Volodja Balžalorsky (born 1956) is a Slovenian violinist. He is Professor of Violin at the Music Academy at University of Ljubljana. His pupils, including Lana Trotovšek, have won many national and international first prizes and awards. He regularly gives Master Classes in conjunction with his performances internationally.

==Life==
He studied music at the Cologne University of Music, Germany, with Igor Ozim; at the P.I. Tchaikovsky Conservatory, in Moscow, with Galina Barinova; and at the University of Vienna, Austria, with the famous Czech violinist, Josef Suk; completing his studies with Josef Klima, at the University of Zagreb, Croatia, where he received his post graduate degree.

==Career==
He has performed in many international music festivals and concert series throughout Europe, and North America and has recorded for radio stations in Slovenia, Italy, Czech Republic, Croatia, Macedonia and in United States. Volodja Balžalorsky has performed notably with the Slovenian Philharmonic Orchestra and with many other orchestras in various countries. He is particularly active in chamber music and has worked with numerous artists and ensembles such as pianists Christoph Theiler, Hinko Haas, Vladislav Kovalsky, the Amael Piano Trio, and Trio Ritratto dell' amore (violin, flute, harpsichord).

===Concerts===
In 2017 – 2018 Volodja Balzalorsky brought very successful chamber music performances with Amael Piano trio and recital performances with the pianists Aleksandar Serdar and Peter Caelen in eleven countries.
Big success was China Tour in November 2017: Duo Volodja Balzalorsky and Peter Caelen gave concerts in 13 Chinese Million Cities at prestigious Chinese Concert Halls, such as the Beijing Concert Hall, the Concert Hall of the Shandong Grand Theater in Jinan, Hangzhou Grand Theater and others, with a program with only works by Johannes Brahms. In Reviews are mentioned Duo’s superb artistic skills, their perfect chamber music cooperation, and an unforgettable presentation of the magical music world of Brahms, for which the Duo was everywhere rewarded with long-running applause by enthusiastic audience.

===Live Collection===
Several CDs and digital albums were released as part of his Live Collection, with five more planned for release on the Cantabel label, supported by the Slovenian Ministry for Culture and the City of Ljubljana, with added releases by Eroica, a well known US label that features great classical artists worldwide. The live Collection of Volodja Balzalorsky, is a unique presentation featuring the violinist with his chamber music partners, from 1985 to the present.
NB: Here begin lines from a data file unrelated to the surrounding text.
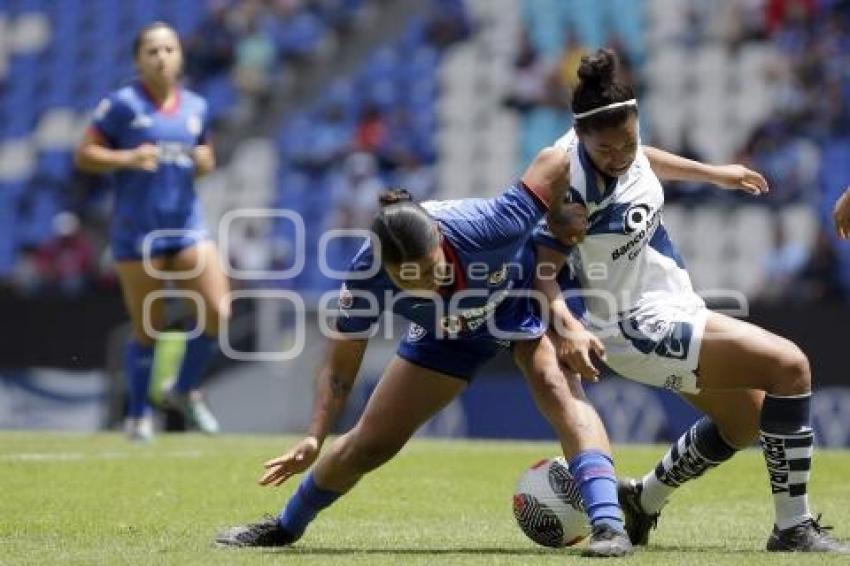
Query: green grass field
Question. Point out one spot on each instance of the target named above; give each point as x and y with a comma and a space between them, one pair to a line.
100, 500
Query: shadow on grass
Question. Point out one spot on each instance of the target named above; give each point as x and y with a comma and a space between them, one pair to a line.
425, 551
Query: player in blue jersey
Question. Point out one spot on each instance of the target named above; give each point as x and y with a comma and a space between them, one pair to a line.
460, 271
751, 383
153, 137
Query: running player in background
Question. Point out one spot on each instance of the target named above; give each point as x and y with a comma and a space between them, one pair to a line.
153, 136
750, 383
450, 268
841, 215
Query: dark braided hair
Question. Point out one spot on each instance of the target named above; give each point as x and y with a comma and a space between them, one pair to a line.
598, 87
140, 35
403, 229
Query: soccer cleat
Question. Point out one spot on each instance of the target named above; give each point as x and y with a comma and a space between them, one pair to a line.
140, 429
638, 521
808, 536
607, 542
193, 409
267, 532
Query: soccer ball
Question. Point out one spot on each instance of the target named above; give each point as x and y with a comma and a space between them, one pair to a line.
548, 507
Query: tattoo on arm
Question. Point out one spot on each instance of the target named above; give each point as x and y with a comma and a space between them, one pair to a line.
339, 387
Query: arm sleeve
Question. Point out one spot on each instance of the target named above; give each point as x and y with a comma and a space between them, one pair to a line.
510, 218
544, 237
110, 118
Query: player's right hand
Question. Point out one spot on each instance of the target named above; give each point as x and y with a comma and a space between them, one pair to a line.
297, 460
145, 157
574, 350
841, 215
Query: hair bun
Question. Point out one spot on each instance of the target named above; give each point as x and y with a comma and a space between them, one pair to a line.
599, 68
394, 196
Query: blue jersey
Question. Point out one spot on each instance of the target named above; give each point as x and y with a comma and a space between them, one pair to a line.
487, 243
164, 199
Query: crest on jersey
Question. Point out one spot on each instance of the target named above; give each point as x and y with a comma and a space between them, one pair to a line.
102, 109
193, 124
498, 277
636, 217
452, 324
415, 333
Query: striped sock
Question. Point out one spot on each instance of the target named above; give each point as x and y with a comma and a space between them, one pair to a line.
699, 449
787, 441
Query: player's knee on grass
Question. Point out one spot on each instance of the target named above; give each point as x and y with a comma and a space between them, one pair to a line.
793, 375
364, 455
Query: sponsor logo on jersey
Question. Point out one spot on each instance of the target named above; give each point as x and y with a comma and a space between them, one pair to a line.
641, 221
415, 333
498, 277
140, 121
673, 383
345, 299
193, 124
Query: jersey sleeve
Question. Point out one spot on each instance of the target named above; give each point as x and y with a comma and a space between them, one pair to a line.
360, 300
110, 119
204, 135
510, 218
544, 237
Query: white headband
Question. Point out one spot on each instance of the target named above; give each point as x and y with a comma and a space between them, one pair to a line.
612, 106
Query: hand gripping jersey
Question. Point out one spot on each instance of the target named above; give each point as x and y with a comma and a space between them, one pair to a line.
627, 256
487, 243
164, 199
638, 296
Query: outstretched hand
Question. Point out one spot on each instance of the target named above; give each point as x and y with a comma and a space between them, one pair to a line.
740, 178
297, 460
841, 215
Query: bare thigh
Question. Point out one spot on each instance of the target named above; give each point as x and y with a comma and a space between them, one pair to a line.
406, 397
211, 283
735, 412
561, 399
136, 285
739, 355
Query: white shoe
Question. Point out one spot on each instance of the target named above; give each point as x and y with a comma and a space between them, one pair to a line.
193, 409
140, 429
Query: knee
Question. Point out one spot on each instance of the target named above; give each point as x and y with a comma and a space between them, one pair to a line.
795, 376
364, 455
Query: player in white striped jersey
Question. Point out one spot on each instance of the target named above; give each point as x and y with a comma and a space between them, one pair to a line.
655, 329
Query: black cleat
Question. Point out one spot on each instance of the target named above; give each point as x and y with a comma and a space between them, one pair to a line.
638, 521
607, 542
808, 536
267, 532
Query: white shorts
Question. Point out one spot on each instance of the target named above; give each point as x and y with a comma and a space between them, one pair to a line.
658, 342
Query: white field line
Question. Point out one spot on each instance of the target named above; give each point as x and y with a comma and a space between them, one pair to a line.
110, 455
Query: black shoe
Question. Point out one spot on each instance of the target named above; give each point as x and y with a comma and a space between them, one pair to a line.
267, 532
808, 536
607, 542
638, 521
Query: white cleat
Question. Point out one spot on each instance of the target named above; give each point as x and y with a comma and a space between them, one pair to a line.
139, 429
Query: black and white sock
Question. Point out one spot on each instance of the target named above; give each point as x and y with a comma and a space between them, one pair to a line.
700, 448
787, 441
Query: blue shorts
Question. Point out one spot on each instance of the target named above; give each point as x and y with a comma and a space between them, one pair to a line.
129, 246
459, 357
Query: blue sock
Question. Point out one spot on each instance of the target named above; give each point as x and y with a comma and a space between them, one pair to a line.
137, 370
304, 505
593, 472
199, 352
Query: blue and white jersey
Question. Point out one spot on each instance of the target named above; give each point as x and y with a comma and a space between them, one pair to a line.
164, 199
488, 244
627, 257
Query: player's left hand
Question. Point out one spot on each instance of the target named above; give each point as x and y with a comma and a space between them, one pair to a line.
736, 177
841, 215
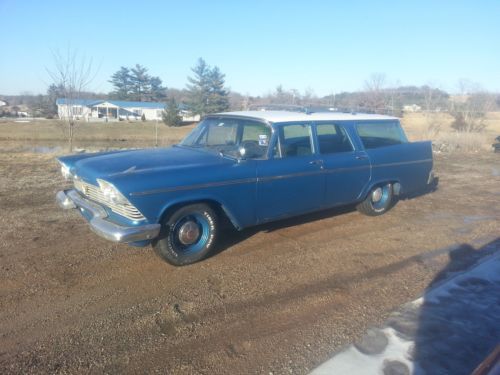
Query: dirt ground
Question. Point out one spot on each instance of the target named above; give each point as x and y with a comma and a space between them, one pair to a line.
279, 298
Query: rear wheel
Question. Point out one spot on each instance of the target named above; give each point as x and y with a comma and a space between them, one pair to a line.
378, 201
187, 235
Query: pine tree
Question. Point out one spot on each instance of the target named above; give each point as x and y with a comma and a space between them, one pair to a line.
218, 100
206, 90
140, 82
136, 84
171, 115
121, 80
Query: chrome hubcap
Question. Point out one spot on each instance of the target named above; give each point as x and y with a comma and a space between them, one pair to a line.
189, 233
377, 195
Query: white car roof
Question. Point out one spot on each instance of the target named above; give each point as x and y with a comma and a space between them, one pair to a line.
288, 116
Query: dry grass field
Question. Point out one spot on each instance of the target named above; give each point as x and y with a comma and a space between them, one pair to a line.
437, 127
279, 298
97, 136
90, 136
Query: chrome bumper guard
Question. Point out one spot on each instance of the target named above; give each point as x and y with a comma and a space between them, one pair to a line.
69, 199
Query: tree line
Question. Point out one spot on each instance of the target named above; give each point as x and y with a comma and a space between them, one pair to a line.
206, 93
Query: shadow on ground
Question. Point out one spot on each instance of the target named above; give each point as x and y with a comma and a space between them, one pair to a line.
459, 327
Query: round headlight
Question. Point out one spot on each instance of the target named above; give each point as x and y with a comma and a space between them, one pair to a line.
65, 171
111, 193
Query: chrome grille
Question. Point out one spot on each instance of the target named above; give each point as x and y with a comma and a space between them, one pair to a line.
94, 193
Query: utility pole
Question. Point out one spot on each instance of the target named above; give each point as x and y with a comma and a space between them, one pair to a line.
156, 131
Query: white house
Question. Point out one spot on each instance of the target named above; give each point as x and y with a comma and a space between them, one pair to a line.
109, 110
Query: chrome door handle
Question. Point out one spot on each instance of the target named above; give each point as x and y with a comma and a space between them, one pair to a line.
316, 162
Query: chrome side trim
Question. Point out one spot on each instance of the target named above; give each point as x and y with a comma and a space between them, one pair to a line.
402, 163
270, 178
113, 232
198, 186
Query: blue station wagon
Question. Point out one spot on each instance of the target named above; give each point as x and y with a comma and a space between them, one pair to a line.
248, 167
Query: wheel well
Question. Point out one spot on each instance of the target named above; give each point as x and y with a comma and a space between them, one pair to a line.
214, 205
379, 183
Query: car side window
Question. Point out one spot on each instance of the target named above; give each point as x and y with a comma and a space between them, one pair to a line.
255, 138
332, 138
294, 140
381, 134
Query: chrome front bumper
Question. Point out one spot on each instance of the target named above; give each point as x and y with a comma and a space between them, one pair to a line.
68, 199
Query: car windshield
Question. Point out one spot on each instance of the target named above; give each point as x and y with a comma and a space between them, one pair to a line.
231, 136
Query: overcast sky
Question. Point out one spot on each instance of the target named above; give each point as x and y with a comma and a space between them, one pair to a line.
323, 46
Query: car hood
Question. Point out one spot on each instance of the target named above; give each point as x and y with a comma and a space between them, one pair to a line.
123, 163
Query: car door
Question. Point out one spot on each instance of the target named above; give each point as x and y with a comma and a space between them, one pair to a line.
347, 170
291, 182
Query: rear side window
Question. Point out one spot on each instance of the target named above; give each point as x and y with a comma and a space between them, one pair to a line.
381, 134
295, 140
332, 138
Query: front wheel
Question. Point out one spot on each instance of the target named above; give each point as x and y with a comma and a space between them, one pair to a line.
187, 235
379, 200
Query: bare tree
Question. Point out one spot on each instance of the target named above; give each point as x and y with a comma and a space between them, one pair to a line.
375, 96
72, 74
469, 109
431, 99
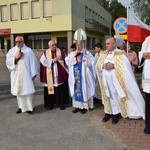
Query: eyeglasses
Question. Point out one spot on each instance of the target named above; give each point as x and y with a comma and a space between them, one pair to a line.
18, 41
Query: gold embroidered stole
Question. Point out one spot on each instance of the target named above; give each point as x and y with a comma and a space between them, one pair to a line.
49, 71
19, 78
118, 64
105, 100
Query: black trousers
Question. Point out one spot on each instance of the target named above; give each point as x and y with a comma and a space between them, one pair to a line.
147, 109
56, 98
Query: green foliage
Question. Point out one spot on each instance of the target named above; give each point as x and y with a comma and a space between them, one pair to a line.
117, 10
142, 8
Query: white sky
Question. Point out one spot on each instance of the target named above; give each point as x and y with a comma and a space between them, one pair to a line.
125, 2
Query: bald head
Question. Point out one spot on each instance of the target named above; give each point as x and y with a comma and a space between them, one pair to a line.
110, 43
19, 40
52, 45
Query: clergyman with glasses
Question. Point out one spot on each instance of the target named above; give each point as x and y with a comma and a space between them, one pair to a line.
23, 67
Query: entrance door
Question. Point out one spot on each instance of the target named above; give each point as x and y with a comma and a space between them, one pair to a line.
8, 45
62, 42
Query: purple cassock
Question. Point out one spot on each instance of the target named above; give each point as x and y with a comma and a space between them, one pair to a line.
62, 74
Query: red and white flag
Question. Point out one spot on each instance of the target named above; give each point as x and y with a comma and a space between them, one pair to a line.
137, 30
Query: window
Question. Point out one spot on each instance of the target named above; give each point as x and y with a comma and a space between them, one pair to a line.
93, 42
86, 12
14, 12
88, 43
24, 10
4, 13
35, 8
47, 11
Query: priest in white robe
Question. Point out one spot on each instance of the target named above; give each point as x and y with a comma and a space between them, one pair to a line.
23, 67
120, 92
144, 61
81, 78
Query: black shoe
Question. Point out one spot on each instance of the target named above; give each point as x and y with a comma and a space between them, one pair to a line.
18, 111
62, 107
83, 111
115, 119
147, 129
76, 110
50, 107
30, 112
106, 117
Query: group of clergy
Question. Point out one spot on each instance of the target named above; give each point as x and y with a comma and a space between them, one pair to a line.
119, 90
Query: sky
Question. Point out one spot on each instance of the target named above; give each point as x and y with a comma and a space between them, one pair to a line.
125, 2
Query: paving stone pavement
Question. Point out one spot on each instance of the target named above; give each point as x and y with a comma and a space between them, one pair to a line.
62, 130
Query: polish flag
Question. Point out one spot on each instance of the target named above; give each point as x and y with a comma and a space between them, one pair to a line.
137, 30
118, 38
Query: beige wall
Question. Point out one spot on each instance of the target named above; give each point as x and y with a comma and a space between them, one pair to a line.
59, 21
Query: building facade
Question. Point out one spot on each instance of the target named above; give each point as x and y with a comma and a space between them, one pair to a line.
38, 21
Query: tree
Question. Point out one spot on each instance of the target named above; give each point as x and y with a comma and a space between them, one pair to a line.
142, 8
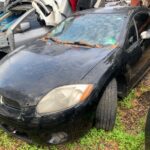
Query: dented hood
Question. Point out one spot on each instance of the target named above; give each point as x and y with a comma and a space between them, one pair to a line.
28, 74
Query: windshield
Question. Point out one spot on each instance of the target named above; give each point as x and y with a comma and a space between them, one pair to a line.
89, 29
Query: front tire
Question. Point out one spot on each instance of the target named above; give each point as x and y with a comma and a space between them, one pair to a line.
107, 107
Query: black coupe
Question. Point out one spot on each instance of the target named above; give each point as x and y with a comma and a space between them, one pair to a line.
58, 87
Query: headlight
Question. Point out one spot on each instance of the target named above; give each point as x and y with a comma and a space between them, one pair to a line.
63, 98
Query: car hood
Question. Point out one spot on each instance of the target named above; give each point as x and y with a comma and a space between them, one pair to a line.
31, 72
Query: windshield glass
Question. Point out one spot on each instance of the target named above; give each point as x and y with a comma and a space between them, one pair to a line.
89, 29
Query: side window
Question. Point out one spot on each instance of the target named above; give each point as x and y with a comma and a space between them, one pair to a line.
142, 22
131, 36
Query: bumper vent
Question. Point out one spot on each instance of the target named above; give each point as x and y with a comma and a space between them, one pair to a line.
10, 103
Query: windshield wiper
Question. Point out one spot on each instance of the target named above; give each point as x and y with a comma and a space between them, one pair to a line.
81, 43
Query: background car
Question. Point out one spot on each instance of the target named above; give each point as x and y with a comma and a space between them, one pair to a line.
58, 87
19, 25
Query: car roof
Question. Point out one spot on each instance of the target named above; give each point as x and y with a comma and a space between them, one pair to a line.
109, 10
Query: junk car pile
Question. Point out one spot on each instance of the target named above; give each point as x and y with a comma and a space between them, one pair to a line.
55, 88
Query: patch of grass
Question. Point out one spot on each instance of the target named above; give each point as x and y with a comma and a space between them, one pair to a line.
127, 101
118, 139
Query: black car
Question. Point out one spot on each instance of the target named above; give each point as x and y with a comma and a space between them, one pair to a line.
56, 88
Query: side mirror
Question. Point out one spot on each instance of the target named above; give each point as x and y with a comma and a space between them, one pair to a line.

The performances are taken from live national broadcasts, international festivals and concert series, around the world.

==Reception==
Critic Slobodan Turlakov spoke of Balžalorsky's musicianship after a 1988 performance; ”Volodja Balzalorsky is passionately devoted to violin, inspired by the flame which distinguishes the most refined and authentic violinists capable of building the dramaturgy of musical works in the most natural and persuasive manner. His interpretation calls for an exalted and compassionate listener, which is the distinction of rare and predestined musicians...”

===Awards===
He is the winner of the Hollywood Music in Media Award, the Inland Empire Music Award 2008 - Best International Artist, the Ontario Independent Music Award - Best International Artist and a nominee of the Los Angeles Music Awards - Best Classical Artist in 2007/2008. He is also the winner of the 2006 Betetto Music Award, the highest music award given in Slovenia.